Customer Journey Mapping is not new. Early adapters and evolved brands have used it for long to deliver rich experience across all the touch-points and throughout the channels. Amazon and Nike are best examples of retail giants who have used “Customer Journey mapping” as their tool-kit to deliver seamless in-storeonline and out-of-store experience.

In the age of customer, it’s necessary to have seamless Omni channel experience across all  possible paths of the customer journey. Social media and mobile have added new channels in the customer journey but it’s of prime importance that we do not create new customer journey with inclusion of new channels. Customers relate with the products and brands instead of the silos, they want the flexibility to seamlessly interact with both traditional and modern channels.

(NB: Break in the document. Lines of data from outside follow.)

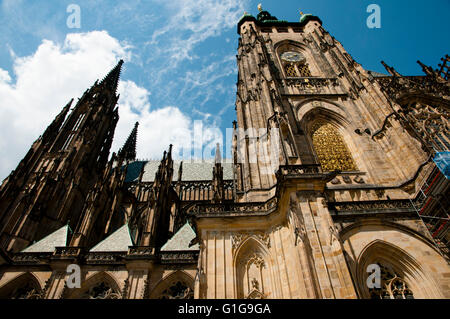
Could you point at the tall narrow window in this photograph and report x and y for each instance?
(392, 286)
(330, 148)
(295, 65)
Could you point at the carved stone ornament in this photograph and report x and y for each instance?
(238, 238)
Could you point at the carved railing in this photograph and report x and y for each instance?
(203, 190)
(395, 86)
(371, 206)
(346, 179)
(299, 170)
(235, 208)
(68, 251)
(140, 251)
(104, 257)
(304, 83)
(30, 258)
(177, 257)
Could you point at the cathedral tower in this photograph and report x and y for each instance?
(48, 188)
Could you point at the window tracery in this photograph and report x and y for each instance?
(392, 286)
(331, 149)
(178, 290)
(101, 291)
(27, 291)
(431, 123)
(294, 64)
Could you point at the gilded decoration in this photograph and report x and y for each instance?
(330, 148)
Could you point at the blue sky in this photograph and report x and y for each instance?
(180, 60)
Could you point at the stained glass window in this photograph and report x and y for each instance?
(290, 70)
(392, 286)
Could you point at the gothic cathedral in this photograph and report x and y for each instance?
(336, 172)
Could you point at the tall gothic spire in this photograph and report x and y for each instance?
(112, 79)
(218, 157)
(128, 151)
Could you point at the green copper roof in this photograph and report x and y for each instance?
(181, 240)
(117, 241)
(48, 244)
(304, 17)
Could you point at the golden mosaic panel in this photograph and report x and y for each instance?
(304, 70)
(290, 70)
(330, 148)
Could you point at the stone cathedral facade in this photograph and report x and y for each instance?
(352, 183)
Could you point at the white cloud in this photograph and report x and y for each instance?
(194, 21)
(46, 80)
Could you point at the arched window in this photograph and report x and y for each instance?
(294, 64)
(330, 148)
(392, 286)
(178, 290)
(177, 285)
(101, 291)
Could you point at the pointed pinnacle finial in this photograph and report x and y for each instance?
(112, 78)
(128, 151)
(218, 159)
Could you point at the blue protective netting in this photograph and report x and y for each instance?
(442, 161)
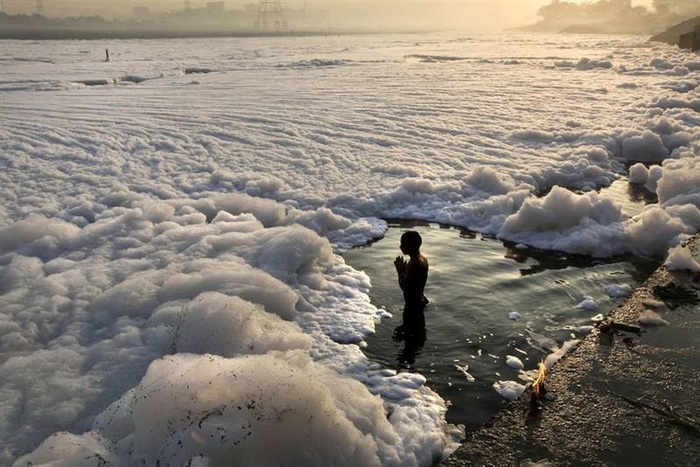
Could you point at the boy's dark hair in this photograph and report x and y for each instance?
(412, 238)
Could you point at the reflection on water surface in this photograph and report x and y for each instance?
(473, 285)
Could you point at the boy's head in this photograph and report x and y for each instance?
(410, 241)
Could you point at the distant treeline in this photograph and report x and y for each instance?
(614, 16)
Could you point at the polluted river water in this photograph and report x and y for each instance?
(491, 301)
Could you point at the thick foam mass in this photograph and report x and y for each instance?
(201, 220)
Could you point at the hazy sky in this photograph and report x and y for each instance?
(469, 14)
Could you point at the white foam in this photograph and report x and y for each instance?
(210, 224)
(681, 259)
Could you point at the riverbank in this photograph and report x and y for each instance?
(626, 401)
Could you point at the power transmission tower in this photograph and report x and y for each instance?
(270, 16)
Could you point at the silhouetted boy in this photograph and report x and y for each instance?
(412, 278)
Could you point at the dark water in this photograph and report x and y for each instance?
(473, 285)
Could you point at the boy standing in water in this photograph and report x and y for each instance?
(412, 278)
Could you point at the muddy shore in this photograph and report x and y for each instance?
(620, 398)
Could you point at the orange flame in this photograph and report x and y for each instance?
(541, 373)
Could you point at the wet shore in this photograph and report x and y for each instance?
(618, 399)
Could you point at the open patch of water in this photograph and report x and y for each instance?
(474, 285)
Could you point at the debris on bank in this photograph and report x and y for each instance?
(625, 395)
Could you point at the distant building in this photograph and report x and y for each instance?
(140, 11)
(215, 7)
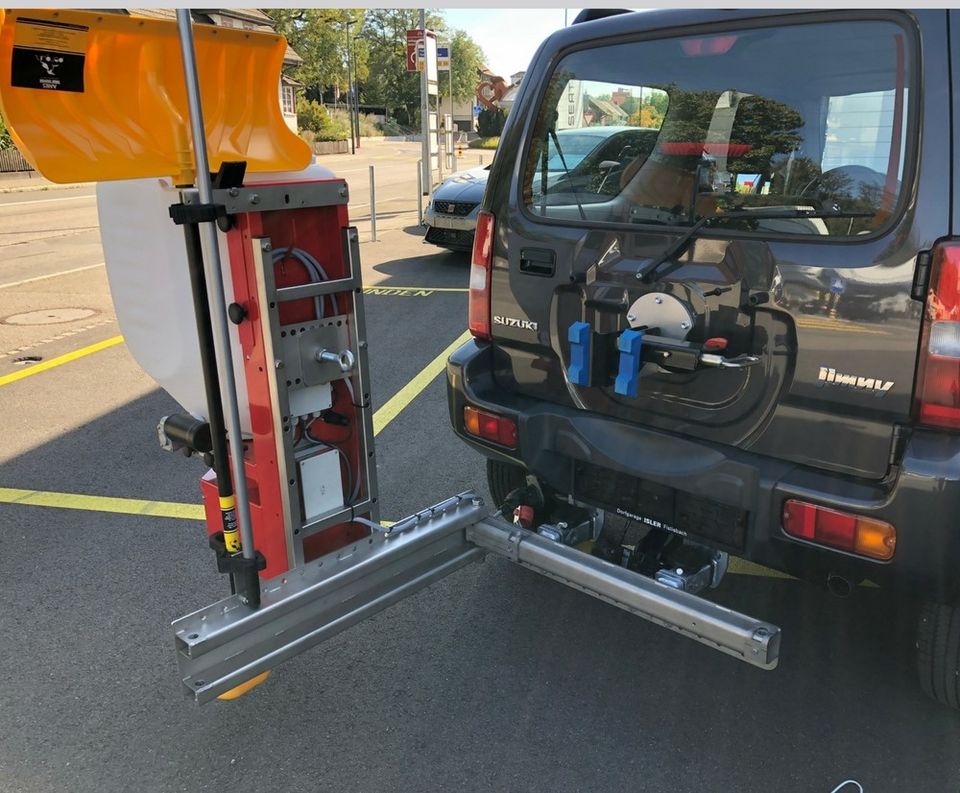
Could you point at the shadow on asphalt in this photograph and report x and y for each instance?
(436, 268)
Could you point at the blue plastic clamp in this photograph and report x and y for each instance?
(630, 345)
(579, 337)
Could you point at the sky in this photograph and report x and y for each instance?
(508, 36)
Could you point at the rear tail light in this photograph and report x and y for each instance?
(480, 266)
(854, 533)
(490, 427)
(938, 390)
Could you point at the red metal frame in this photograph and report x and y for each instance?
(317, 230)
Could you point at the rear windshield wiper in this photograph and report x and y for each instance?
(566, 171)
(682, 243)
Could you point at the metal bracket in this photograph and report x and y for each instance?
(227, 643)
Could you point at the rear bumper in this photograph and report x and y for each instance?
(450, 231)
(556, 442)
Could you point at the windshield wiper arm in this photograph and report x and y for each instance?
(563, 162)
(684, 240)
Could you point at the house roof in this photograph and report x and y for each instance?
(607, 108)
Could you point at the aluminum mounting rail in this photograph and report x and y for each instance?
(228, 643)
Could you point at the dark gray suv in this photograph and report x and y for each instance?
(744, 337)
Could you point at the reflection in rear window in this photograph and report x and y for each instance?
(808, 117)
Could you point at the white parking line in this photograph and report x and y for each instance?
(44, 201)
(50, 275)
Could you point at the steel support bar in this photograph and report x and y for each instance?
(743, 637)
(214, 278)
(287, 293)
(228, 643)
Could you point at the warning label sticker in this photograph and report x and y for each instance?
(48, 55)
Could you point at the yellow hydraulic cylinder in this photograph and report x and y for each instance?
(95, 96)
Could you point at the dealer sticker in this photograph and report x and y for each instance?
(651, 522)
(48, 55)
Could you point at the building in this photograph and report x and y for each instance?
(245, 19)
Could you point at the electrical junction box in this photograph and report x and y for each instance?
(321, 484)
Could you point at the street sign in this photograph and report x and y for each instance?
(414, 38)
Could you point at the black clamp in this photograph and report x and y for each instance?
(229, 176)
(244, 572)
(182, 214)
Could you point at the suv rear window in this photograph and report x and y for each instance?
(666, 131)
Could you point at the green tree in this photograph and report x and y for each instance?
(389, 83)
(466, 58)
(319, 36)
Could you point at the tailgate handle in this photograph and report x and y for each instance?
(536, 261)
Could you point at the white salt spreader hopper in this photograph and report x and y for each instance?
(251, 316)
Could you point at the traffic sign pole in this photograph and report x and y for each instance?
(425, 110)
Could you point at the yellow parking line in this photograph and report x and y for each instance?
(379, 289)
(123, 506)
(393, 406)
(171, 509)
(59, 360)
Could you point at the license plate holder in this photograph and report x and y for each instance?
(658, 506)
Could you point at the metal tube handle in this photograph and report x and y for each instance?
(344, 359)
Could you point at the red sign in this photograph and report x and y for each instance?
(414, 38)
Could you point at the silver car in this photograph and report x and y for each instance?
(592, 154)
(451, 215)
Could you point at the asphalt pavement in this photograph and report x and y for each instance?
(494, 679)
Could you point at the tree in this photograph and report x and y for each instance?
(466, 58)
(389, 83)
(319, 36)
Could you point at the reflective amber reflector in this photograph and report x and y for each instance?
(875, 538)
(471, 421)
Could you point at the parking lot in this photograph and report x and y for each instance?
(493, 679)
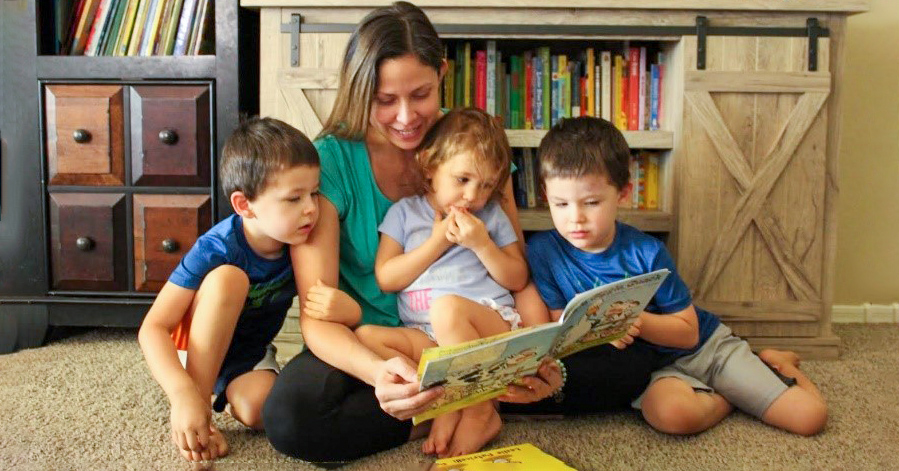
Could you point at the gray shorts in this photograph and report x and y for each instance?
(726, 365)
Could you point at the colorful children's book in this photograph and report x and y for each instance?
(511, 458)
(482, 369)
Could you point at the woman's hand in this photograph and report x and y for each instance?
(632, 333)
(538, 387)
(396, 387)
(331, 304)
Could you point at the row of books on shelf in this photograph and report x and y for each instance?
(134, 27)
(644, 170)
(534, 89)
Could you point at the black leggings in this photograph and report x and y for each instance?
(318, 413)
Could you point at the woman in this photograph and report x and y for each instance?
(339, 401)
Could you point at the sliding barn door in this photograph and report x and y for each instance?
(752, 180)
(302, 93)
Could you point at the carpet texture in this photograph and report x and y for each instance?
(88, 402)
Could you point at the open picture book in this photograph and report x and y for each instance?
(511, 458)
(482, 369)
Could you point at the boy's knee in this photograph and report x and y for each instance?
(226, 279)
(675, 416)
(809, 417)
(248, 411)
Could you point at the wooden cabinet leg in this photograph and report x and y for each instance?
(22, 326)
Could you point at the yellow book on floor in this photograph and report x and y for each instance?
(511, 458)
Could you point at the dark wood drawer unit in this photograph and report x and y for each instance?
(170, 135)
(165, 228)
(88, 241)
(165, 201)
(90, 146)
(85, 134)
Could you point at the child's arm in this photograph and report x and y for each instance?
(396, 270)
(316, 273)
(506, 265)
(191, 412)
(678, 329)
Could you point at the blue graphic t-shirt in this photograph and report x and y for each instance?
(272, 286)
(561, 271)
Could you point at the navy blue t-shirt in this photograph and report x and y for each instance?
(561, 271)
(272, 286)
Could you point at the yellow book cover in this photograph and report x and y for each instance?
(652, 181)
(482, 369)
(138, 31)
(121, 46)
(146, 47)
(524, 457)
(449, 84)
(618, 78)
(466, 70)
(82, 31)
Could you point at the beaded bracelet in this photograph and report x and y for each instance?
(559, 396)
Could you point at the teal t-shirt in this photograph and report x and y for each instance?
(349, 184)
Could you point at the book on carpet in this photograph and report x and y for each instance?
(511, 458)
(482, 369)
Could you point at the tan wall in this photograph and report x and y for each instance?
(867, 263)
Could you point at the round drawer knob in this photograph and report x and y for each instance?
(168, 136)
(84, 244)
(81, 136)
(169, 245)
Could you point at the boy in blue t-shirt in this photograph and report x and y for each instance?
(584, 166)
(228, 297)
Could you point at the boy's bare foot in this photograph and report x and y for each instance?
(217, 447)
(478, 425)
(779, 358)
(442, 430)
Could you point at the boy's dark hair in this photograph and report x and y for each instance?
(259, 148)
(581, 146)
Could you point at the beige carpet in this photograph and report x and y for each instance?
(87, 402)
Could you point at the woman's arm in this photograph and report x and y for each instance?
(678, 329)
(329, 337)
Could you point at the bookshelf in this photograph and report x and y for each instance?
(108, 166)
(749, 150)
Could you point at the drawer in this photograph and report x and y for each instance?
(88, 242)
(170, 135)
(165, 228)
(85, 134)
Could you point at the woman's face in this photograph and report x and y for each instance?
(406, 102)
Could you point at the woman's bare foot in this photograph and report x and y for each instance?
(778, 358)
(478, 425)
(442, 430)
(217, 447)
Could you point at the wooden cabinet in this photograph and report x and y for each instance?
(88, 248)
(108, 168)
(170, 135)
(165, 228)
(751, 98)
(170, 151)
(85, 134)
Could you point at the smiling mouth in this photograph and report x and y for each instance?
(406, 133)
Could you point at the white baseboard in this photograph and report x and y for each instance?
(866, 313)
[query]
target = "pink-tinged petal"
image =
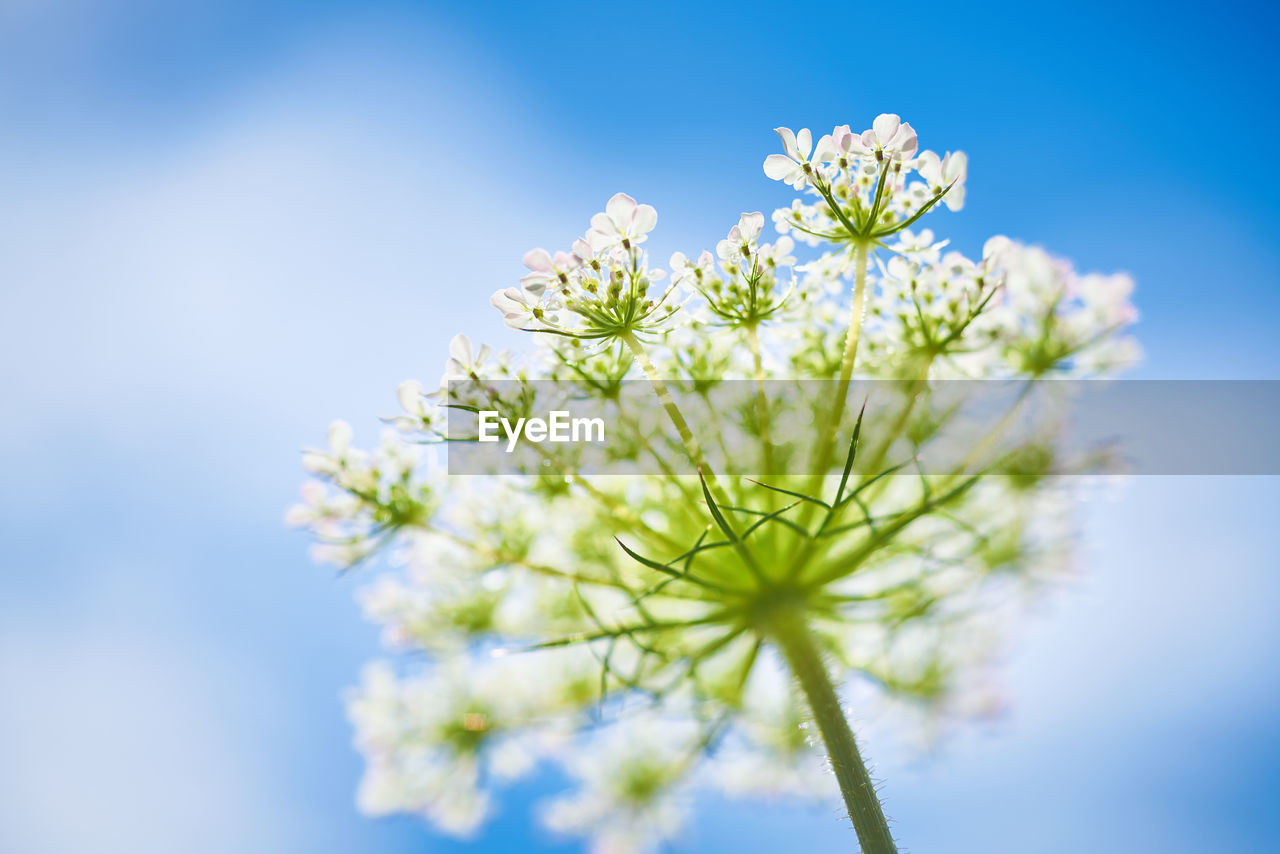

Companies are required to understand that each touch-point is an opportunity to deliver better customer experience.  Brands should know different customer segments and all possible paths in a consumer’s journey. A holistic CjM is required for seamless customer experience throughout the journey and across the channels regardless of the paths. For mapping a holistic customer journey brands need to consider:

  • Omni-channel experience (in-store, online and Out-of-store)
  • All possible touch-points
  • Interaction between customer and touch-points
  • Customer emotions at different channels and touch points
  • Connected channels

The benefits of early CX adopters are slowly fading as customers already have a lot of CX oriented companies to choose from.  The present age requires that organizations refrain from self-centered policies and adopt a customer-centric view instead.  It is the era of holistic customer journey maps and delivering memorable experiences.